Another example of creating a resilient landscape is Austin Oaks Business Park. This site has large existing live oaks that are preserved. They provide amazing benefits such as shade, carbon sequestration, and absorbing stormwater. Due to their age, these trees are well seasoned and have an easier time dealing with extreme weather conditions thanks to their extensive root system. This site provided plenty of space for other interventions, including a prairie restoration. Over 30 species of native understory trees, perennials, and tall grasses were planted in the more programmed areas of the site. We put special care into selecting species that would survive cold snaps or revive themselves from dormancy.

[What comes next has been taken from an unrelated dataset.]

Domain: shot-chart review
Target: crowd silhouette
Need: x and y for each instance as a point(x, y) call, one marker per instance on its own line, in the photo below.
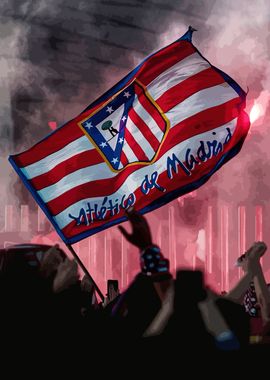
point(43, 301)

The changing climate of Austin and Central Texas serves as both a sobering wake-up call and an empowering catalyst for positive change. By embracing adaptable construction practices and nurturing resilient plant communities, we can walk a path towards a more sustainable and enduring future. The cycles of nature can teach us the importance of adaptability, a lesson we must heed as we strive to harmonize with the changing rhythms of our environment.